Geleneksel anlayış, her zaman, İslam’ı net kurallar ve keskin sınırlar ile şekillendirmek niyetinde olmuştur. Nihayetinde de ortaya son derece detaylı bir İslam anlayışı çıkmıştır. Bu anlayış öylesine yaygınlaşmış, öylesine içselleştirilmiştir ki bu detaylara yer vermeyen bir din günümüz Müslümanlarını tatmin edememektedir.
Oysa Kuran her konu ile ilgili net sınırlardan, tüm ayrıntısı ile belirlenmiş emirler ve yasaklardan oluşmaz. Kuran tüm Müslümanları tek tip bir kutuya yerleştirmek yerine kişilere karar verebilecekleri, kendi sınırlarını çizebilecekleri alanı tanımaktadır. Bu noktada önemli bir yanlış anlamayı da engellemek gerekir. Kuran, İslam dininin asıl ve tek kaynağı olarak, İslamiyet adına tüm gerekli detayları içerir. Kuran’ın içermediği, geleneksel anlayışta yer verilen detaylar dini anlamada gerekli değildir. Yahudilere tırnaklı hayvanların, sığır ve koyunun yağlarının haram edildiğini belirten Kuran’ın (6 Enam Suresi-146) ya da hacdan engellenenler üzerine bir emir olan Kabe’ye kurbanlık hayvan bağışlamanın ve kurban yerine varıncaya dek başları tıraş etmemenin gerektiği ve başından hastalığı bulunanlar için bu uygulamanın istisnai durumu (2 Bakara Suresi -196) gibi detayları içeren Kuran’ın namazlardaki rekat sayılarını ya da namazlarda okunması gereken duaları unutmuş olması mümkün müdür? Tabi ki hayır. Buradan çıkarılması gereken ders bunların gereksiz detaylar olduğudur. Oysa geleneksel anlayışın etkisi altındaki kişiler sınırlara, kalıplara olan meraklarıyla Kuran’a yaklaşıp “Kuran yeterli olsa namazı nasıl kılacaktık?” gibi sorular sormaktadırlar.
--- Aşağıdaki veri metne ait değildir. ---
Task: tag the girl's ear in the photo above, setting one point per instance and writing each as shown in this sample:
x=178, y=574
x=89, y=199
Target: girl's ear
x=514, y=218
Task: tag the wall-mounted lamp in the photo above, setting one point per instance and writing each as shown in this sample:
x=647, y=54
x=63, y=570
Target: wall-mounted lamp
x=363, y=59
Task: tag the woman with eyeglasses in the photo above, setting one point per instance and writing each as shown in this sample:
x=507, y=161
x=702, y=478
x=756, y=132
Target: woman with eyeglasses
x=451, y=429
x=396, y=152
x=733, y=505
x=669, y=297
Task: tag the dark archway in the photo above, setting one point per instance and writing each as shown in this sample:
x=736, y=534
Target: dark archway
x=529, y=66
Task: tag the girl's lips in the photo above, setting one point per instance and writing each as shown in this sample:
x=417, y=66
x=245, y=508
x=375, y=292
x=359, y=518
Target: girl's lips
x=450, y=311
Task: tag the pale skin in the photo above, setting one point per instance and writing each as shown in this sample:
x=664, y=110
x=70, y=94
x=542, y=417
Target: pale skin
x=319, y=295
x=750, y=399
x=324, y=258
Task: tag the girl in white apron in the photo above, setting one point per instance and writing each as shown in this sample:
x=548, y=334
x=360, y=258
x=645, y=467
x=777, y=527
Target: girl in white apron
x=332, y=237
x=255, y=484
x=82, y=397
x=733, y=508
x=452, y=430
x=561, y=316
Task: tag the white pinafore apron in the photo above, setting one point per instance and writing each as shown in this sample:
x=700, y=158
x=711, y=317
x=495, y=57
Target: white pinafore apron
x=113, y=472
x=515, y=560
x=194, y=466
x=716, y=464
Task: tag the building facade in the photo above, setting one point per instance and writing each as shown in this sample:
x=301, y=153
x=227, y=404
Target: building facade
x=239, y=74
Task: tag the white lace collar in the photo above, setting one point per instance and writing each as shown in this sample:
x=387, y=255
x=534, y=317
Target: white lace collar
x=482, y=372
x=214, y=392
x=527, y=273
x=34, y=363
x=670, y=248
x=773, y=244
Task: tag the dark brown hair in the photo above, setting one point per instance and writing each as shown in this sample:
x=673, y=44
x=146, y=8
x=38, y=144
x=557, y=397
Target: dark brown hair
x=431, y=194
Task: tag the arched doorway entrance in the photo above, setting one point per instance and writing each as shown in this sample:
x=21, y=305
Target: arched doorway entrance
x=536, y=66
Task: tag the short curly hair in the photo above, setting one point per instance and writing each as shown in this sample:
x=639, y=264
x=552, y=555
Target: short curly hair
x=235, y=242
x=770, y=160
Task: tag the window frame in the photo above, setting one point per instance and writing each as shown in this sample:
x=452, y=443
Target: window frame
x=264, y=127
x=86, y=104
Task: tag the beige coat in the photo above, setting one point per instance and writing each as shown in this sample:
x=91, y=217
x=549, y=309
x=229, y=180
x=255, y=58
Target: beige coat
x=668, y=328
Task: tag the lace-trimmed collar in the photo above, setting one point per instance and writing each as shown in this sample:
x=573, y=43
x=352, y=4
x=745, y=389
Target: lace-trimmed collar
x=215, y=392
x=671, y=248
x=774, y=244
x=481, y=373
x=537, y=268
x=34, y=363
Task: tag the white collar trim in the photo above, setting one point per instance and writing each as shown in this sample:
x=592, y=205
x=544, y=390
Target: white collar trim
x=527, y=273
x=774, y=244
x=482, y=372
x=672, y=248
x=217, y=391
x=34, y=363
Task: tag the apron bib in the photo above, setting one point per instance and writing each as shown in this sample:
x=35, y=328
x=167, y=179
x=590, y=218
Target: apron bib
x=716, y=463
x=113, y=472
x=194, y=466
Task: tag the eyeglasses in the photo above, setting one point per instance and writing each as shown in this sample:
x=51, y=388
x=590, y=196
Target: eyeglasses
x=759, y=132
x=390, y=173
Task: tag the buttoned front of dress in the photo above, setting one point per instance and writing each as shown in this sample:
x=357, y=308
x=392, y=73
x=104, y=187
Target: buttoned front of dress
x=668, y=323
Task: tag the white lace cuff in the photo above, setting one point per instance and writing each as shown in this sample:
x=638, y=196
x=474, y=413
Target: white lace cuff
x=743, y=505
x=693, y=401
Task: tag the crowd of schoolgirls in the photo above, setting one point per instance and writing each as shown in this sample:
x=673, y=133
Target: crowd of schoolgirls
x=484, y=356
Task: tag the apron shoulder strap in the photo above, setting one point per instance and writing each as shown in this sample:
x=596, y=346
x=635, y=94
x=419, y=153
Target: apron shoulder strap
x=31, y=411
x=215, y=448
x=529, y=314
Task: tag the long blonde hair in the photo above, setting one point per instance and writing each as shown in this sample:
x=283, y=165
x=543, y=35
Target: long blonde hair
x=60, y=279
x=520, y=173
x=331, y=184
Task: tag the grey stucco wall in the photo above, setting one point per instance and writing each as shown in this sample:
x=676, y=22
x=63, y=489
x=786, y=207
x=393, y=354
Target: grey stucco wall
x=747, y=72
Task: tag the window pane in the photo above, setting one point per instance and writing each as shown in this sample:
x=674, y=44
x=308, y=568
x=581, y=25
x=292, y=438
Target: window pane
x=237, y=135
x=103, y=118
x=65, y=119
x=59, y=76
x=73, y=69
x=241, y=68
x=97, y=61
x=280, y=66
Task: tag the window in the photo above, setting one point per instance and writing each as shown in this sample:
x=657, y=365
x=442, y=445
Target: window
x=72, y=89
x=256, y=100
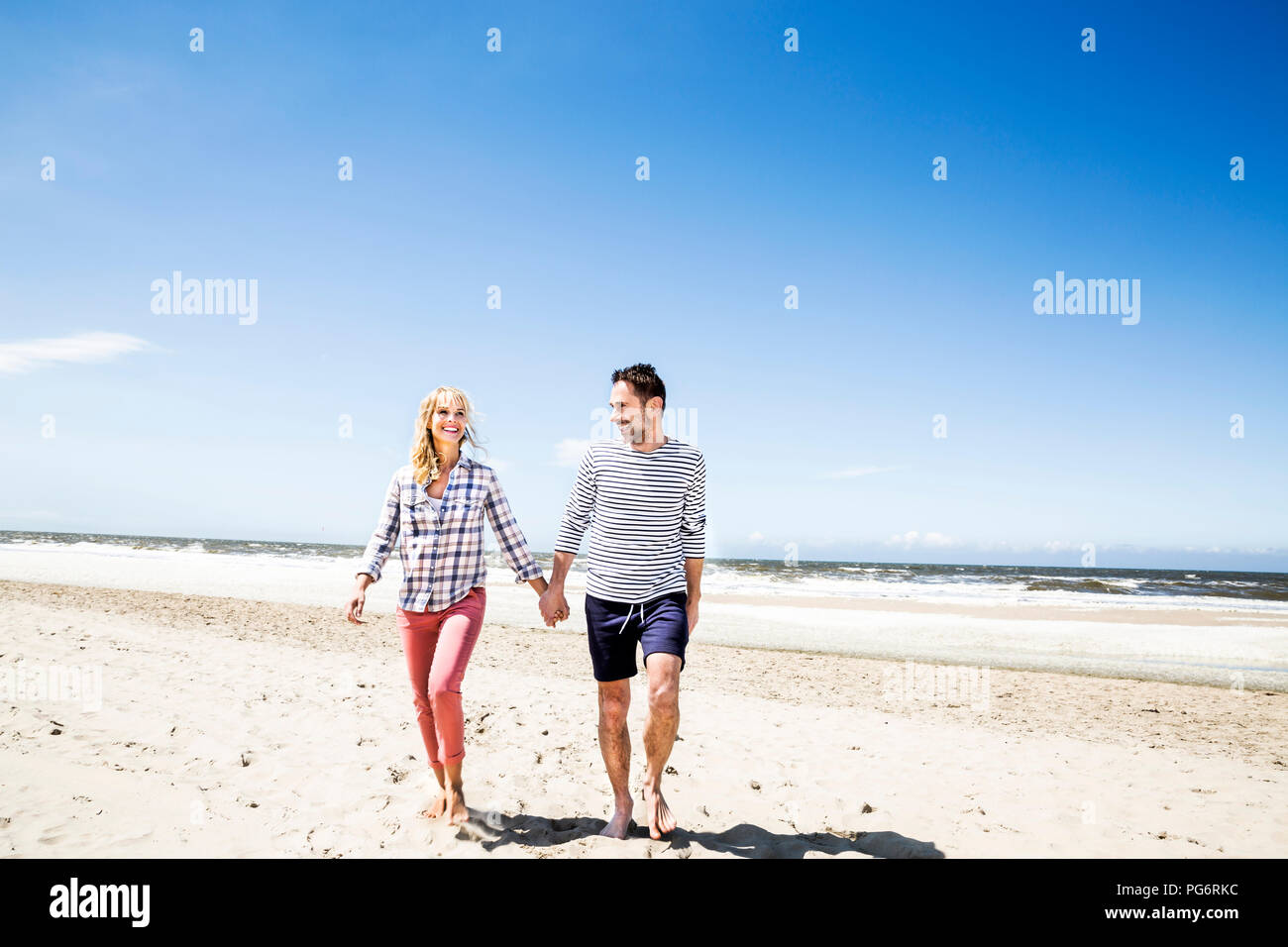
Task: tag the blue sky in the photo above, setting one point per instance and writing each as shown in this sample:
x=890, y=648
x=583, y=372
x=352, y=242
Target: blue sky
x=518, y=169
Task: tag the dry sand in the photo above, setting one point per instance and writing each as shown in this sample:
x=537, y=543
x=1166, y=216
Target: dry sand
x=237, y=728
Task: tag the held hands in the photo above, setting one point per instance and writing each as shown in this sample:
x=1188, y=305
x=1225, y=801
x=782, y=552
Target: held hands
x=554, y=605
x=353, y=612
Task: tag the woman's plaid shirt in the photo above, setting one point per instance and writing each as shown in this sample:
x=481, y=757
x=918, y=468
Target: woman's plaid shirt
x=442, y=553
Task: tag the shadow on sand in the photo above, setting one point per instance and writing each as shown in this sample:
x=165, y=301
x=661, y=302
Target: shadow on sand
x=493, y=830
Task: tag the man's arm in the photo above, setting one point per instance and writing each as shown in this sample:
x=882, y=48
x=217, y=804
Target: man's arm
x=576, y=519
x=694, y=536
x=694, y=578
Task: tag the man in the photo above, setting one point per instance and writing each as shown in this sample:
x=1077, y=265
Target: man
x=644, y=500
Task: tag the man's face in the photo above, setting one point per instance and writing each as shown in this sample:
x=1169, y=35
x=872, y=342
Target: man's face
x=629, y=412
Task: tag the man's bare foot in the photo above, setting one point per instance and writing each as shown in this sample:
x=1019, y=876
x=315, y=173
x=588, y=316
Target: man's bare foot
x=660, y=818
x=619, y=825
x=438, y=806
x=458, y=812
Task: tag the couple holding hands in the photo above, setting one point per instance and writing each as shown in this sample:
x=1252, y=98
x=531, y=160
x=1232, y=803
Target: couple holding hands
x=642, y=496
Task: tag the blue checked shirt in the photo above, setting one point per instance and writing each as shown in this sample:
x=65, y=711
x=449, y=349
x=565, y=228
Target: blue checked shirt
x=442, y=553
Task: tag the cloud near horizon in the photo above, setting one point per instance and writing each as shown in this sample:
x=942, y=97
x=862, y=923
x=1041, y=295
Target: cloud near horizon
x=20, y=357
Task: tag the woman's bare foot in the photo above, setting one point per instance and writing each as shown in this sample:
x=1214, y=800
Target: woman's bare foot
x=438, y=806
x=456, y=808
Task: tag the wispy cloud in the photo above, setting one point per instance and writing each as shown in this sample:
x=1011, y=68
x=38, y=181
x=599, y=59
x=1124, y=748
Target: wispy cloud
x=858, y=472
x=913, y=539
x=18, y=357
x=570, y=450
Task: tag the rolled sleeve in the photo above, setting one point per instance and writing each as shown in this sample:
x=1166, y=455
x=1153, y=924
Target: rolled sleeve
x=385, y=534
x=694, y=518
x=581, y=502
x=514, y=547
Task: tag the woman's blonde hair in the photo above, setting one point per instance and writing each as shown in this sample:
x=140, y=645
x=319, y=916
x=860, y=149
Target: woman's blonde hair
x=424, y=457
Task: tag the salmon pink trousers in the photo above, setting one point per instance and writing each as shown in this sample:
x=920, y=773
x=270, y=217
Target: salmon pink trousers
x=438, y=646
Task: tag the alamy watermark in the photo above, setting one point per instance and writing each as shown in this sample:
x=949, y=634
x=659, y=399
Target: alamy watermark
x=936, y=684
x=42, y=684
x=1087, y=296
x=179, y=296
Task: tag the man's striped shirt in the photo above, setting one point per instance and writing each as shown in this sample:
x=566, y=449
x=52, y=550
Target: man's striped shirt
x=645, y=513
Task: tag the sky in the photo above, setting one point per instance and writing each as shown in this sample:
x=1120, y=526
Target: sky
x=767, y=169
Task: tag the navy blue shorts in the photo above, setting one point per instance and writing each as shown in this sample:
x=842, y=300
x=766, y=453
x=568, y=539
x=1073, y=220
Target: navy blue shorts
x=614, y=628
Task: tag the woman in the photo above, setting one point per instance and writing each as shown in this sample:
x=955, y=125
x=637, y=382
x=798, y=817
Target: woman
x=434, y=509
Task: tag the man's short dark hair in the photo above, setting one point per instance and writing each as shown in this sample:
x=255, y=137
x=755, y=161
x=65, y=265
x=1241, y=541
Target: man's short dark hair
x=643, y=380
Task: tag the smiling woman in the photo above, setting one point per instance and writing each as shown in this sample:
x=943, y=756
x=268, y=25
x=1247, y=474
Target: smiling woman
x=434, y=510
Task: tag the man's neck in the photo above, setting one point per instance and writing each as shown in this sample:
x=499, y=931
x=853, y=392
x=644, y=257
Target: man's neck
x=648, y=446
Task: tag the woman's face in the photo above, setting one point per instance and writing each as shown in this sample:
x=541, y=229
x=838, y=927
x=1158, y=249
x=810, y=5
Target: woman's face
x=447, y=423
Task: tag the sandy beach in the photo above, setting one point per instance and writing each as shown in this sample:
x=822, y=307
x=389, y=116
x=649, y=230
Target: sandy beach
x=232, y=727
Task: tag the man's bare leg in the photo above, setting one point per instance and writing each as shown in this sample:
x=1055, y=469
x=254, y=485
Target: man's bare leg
x=660, y=729
x=614, y=744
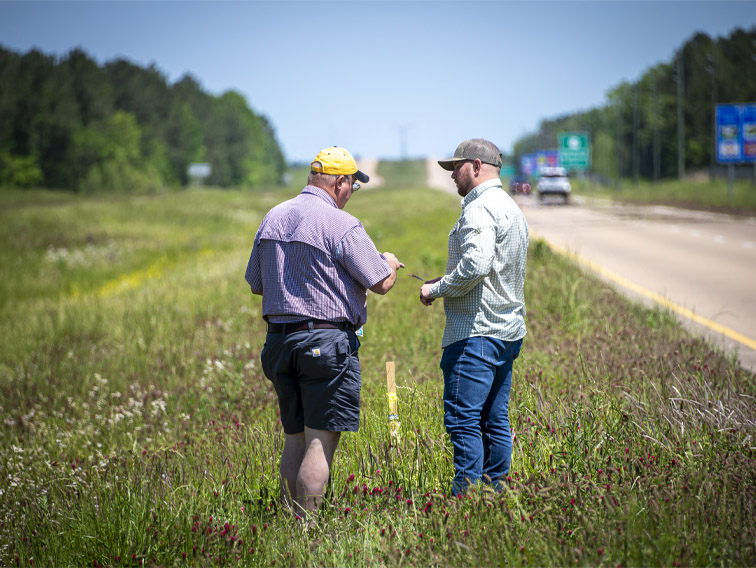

Oysa durum son derece basit. Allah Kuran’da bazı sınırları insanın kendisine bırakmıştır. Yani aslında bu da sınavın ta kendisidir. Ne kadar infak etmesi (Allah yolunda harcama yapması) gerektiği net sınırlar ile belirlenmeyip infak etmesi beklenen miktar “ihtiyaçtan fazlası” (2 Bakara Suresi – 219) diye tanımlanmış olan insan, malıyla/parasıyla sınanıyordur. Namazın uzunluğu, içinde okunması gereken dualar belirlenmemiş mümin, namazıyla sınavdadır. Allah için kaç dakikalık bir namazın, hangi duaların, namazda hissedilen hangi hislerin daha makbul olduğunu bilmeyen müminin yapması gereken kendisini sürekli geliştirmek için çabalamaktır. Güç yetiremeyenler oruç tutmak yerine fakir doyursun diyen Kuran ayetleri (2 Bakara Suresi- 184) güç yetirememenin tanımını yapmazken insanı vicdanı ile baş başa bırakır ve mümini imtihan eder. Halsizlik mi güç yetirememektir acaba yoksa mide ağrısından yataklara düşmek mi?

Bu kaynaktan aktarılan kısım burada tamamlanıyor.